Numa outra perspetiva, e no seguimento do que temos vindo a desenvolver com a agregação de todo o ecossistema nacional através da Fábrica de Unicórnios de Lisboa, a Europa tem de conseguir ligar mercados, criando uma espécie de “mercado único de inovação europeia”. Para conseguirmos dar o passo em frente e reter os projetos empreendedores europeus, sem que estes tenham de procurar outras geografias para ganhar escala, precisamos de olhar para a Europa como um todo e conectar ecossistemas. Em Portugal, queremos liderar este movimento, e já desenvolvemos programas de inovação, como o Scaling Up ou o Clean Future, que não são apenas locais, mas são a nível europeu, o que acaba por ajudar as startups a terem mais oportunidades de crescimento, mais contacto com parceiros e mais oportunidades no levantamento de fundos”.
Rui Cruz, CEO da Opensoft
“No setor da inovação, a Europa está em desvantagem em relação aos EUA e a outras potências asiáticas, mas são visíveis os esforços para aumentar o investimento e apostar na competitividade tecnológica. Este ano, o Conselho Europeu de Inovação vai apoiar startups e a investigação europeia em tecnologia com 1,4 mil milhões de euros, um valor que representa um aumento de quase 200 milhões de euros face a 2024.

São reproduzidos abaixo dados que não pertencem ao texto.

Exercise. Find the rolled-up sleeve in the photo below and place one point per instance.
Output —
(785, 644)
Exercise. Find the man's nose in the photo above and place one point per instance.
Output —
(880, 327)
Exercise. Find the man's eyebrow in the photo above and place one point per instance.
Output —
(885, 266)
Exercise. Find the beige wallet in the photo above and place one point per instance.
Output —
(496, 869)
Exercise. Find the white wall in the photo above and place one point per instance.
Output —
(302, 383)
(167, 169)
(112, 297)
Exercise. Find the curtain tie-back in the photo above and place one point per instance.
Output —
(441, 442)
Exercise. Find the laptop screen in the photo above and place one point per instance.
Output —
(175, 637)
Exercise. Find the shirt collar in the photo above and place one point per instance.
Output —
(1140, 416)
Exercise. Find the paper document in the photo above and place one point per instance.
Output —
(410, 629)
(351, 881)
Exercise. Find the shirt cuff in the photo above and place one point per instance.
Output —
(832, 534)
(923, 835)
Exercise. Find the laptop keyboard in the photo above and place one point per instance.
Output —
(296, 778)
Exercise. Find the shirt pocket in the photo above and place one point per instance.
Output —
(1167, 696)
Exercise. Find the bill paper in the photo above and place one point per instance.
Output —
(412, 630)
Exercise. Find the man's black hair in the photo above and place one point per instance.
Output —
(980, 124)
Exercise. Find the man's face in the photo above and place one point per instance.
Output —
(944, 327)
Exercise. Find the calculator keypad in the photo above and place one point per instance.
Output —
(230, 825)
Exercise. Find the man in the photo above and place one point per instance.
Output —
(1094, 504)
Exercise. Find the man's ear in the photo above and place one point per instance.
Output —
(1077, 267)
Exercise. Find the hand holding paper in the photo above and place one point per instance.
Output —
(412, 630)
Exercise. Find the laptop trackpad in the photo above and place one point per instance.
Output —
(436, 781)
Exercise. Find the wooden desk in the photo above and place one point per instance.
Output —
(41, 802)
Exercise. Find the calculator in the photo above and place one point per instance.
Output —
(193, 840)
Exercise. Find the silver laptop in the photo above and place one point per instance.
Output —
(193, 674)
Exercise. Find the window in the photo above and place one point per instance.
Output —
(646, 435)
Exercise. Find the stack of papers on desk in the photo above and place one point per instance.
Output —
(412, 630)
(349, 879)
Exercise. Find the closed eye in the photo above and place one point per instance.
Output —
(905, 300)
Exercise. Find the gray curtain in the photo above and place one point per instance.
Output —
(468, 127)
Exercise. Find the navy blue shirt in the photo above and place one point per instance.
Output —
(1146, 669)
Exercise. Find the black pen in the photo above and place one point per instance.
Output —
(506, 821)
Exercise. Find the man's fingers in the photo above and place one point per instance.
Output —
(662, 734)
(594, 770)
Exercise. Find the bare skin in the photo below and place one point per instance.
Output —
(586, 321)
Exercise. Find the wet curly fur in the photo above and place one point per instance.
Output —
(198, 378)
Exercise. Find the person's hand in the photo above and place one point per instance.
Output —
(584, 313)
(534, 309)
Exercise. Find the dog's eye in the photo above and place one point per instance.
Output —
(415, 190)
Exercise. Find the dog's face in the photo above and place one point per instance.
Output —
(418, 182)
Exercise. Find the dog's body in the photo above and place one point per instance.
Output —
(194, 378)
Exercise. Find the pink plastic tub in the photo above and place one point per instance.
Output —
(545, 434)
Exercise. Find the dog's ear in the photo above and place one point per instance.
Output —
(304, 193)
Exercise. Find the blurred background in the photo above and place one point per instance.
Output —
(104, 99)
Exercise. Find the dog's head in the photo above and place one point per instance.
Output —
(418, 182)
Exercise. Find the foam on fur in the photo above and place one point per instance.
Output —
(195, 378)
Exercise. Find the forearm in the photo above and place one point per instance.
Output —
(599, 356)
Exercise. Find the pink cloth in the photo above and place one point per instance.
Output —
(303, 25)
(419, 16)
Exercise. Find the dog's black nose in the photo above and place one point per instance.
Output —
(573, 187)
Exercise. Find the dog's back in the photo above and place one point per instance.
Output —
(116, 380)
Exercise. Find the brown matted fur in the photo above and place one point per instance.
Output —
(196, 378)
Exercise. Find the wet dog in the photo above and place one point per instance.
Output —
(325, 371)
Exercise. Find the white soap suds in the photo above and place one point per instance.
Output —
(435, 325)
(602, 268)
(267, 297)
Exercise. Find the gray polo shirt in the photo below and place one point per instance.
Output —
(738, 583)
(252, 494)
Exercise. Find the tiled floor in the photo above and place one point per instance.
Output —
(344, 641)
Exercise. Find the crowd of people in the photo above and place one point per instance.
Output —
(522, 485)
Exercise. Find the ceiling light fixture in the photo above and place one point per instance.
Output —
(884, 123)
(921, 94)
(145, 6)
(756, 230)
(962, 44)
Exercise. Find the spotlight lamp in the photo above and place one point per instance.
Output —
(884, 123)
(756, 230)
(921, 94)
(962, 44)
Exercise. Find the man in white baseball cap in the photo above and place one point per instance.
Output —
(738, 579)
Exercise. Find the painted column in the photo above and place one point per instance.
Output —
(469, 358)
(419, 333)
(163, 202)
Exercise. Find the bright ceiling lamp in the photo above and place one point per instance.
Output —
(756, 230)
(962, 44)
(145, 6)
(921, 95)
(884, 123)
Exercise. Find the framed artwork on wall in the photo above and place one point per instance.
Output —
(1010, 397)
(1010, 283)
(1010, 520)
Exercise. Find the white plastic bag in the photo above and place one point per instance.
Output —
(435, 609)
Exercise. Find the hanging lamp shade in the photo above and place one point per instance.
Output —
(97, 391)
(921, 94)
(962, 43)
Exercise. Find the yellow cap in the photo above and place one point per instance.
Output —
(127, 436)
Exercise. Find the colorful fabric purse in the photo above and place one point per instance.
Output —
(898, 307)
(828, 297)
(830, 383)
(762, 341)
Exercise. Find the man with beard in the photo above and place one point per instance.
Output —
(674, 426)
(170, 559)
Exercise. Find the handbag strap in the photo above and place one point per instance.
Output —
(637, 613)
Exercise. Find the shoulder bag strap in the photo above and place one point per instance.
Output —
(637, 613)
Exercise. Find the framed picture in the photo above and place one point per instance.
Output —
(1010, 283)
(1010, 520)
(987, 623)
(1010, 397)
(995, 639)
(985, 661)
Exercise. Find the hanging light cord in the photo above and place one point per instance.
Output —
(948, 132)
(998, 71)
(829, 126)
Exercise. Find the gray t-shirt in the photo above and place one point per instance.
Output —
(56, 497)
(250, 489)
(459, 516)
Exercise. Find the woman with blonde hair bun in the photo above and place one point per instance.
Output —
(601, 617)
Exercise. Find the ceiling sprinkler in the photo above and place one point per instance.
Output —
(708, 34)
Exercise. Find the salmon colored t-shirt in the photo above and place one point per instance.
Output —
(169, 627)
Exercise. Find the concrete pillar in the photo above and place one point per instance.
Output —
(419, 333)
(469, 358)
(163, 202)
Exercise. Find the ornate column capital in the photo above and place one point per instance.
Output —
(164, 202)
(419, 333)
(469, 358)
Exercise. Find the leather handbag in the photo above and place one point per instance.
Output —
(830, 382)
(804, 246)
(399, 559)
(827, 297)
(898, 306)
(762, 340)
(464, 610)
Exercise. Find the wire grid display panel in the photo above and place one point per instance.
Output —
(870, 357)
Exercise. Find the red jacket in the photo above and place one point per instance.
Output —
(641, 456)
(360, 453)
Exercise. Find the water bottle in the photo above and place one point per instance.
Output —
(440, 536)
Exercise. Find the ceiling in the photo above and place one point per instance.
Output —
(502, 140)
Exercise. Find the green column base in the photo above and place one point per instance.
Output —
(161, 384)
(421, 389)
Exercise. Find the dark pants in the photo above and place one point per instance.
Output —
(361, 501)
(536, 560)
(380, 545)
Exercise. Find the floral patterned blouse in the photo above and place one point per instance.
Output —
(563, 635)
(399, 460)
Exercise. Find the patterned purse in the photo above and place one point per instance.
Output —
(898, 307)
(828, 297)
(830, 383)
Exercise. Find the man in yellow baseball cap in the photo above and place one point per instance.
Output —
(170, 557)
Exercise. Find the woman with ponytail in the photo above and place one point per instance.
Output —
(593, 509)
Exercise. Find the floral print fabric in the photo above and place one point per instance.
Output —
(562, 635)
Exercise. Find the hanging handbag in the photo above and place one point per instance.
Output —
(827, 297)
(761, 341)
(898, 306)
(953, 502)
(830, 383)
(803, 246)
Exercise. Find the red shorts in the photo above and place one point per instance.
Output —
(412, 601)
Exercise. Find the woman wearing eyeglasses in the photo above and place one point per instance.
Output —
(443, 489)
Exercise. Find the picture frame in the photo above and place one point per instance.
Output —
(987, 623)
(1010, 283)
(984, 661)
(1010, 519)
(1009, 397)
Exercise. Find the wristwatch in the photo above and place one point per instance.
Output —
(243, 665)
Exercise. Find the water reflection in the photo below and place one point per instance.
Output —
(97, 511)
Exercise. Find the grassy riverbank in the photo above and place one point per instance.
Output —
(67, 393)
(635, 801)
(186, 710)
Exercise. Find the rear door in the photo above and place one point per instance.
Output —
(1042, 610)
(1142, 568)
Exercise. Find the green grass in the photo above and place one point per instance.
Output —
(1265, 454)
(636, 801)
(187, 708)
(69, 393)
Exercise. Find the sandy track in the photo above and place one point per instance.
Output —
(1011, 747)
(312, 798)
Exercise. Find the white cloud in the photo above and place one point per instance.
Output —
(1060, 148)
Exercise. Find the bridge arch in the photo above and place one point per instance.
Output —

Além disso, a existência de parcerias público-privadas em áreas tecnológicas como a inteligência artificial podem maximizar o impacto do investimento e promover a utilização de recursos adicionais do setor privado, acelerando o ritmo da inovação. No setor privado será igualmente importante criar condições especiais e atrativas como, por exemplo, incentivos fiscais para reter investimento e talento, permitir o crescimento das empresas e fomentar a construção de um ecossistema de inovação sustentável.
É também urgente pensar em estratégias direcionadas à retenção de talento e à diversidade do mercado europeu. A Europa é um melting pot composto por várias línguas e diferentes culturas, mentes criativas com um histórico de cooperação e colaboração entre instituições de ensino e organizações. Este ambiente diverso pode servir como uma base sólida para a criação de soluções inovadoras que atendam a diferentes mercados e culturas. Com o aumento do investimento e uma estratégia focada na colaboração e criação de produtos e serviços do mercado único europeu para o mundo, a Europa estará melhor posicionada para alcançar um lugar cimeiro na inovação tecnológica”.